Rasanya malah sakit saat Matthew menyebut Ezra sebagai saudaranya.

"Kertas itu sudah sobek, dan itu tidak berlaku lagi," timpal Ezra dan Matthew tertawa karena dia ingat siapa yang menyobek dengan gampangnya.

"Well, itu tidak akan mengubah apapun, termasuk...," kata Matthew yang dengan cepat menghentikan tawa dan berubah serius, "Rasa benciku padamu." Dan dia tersenyum lebar seperti tidak ada apa-apa, namun arti senyum itu lebih dalam dari yang orang kira.

Ezra tidak mempedulikan semua itu, karena yang terpenting sekarang adalah; "Ada penerbangan ke Korea dua jam lagi," dia membuka dompetnya dan mengeluarkan kartu kredit sambil berjalan ke arah Matthew, "Tidak ada waktu untuk saling "bunuh" di sini."

Ezra memegang koper Matthew dan hendak mengambilnya, tapi Matthew tidak akan menyerahkannya semudah itu. "Siapa bilang aku akan "membunuhmu"?" katanya dengan nada ceria, "Um... paling aku hanya akan "meracunimu'."

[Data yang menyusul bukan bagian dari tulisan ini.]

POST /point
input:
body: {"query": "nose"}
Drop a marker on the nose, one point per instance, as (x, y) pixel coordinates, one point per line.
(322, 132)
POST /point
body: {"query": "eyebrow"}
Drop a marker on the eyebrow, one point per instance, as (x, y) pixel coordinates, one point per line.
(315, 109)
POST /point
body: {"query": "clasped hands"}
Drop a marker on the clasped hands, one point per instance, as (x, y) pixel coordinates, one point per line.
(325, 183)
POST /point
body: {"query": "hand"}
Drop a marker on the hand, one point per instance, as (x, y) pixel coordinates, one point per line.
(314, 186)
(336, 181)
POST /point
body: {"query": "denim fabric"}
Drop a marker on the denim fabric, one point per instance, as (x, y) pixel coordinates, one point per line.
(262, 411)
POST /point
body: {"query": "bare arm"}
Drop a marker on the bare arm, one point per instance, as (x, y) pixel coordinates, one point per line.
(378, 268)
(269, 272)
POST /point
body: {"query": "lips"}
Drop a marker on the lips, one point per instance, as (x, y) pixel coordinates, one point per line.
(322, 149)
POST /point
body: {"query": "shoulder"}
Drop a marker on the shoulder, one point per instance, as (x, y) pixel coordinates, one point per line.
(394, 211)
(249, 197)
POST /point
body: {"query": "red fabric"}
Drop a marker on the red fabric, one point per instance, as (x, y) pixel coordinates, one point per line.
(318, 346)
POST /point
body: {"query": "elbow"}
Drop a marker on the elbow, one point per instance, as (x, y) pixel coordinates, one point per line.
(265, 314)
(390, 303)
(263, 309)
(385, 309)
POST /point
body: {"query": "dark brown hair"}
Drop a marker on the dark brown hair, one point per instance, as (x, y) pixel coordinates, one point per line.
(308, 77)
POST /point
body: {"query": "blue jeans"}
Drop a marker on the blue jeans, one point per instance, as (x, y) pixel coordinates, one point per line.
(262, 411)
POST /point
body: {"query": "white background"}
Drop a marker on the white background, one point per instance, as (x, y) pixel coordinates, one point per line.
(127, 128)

Dia menjeda perkataannya sampai dia bisa menarik perhatian Ezra lebih dalam, yang emosinya lihat saat Ezra menoleh dengan tatapan tajam. "Meracunimu' sedikit... demi sedikit dan mengambil semua yang berharga bagimu. Kakak."

Ezra tidak bicara apa-apa lagi, dia hanya menarik kencang koper Matthew dan membantingnya, lalu dia meninggalkan adiknya yang tertawa terbahak-bahak.

"Sampai jumpa...!" kata Matthew, dia senang sekali dapat menganggu Ezra Abinaya yang tidak mengacuhkannya. "Aku akan menyampaikan salammu untuk Ibu!"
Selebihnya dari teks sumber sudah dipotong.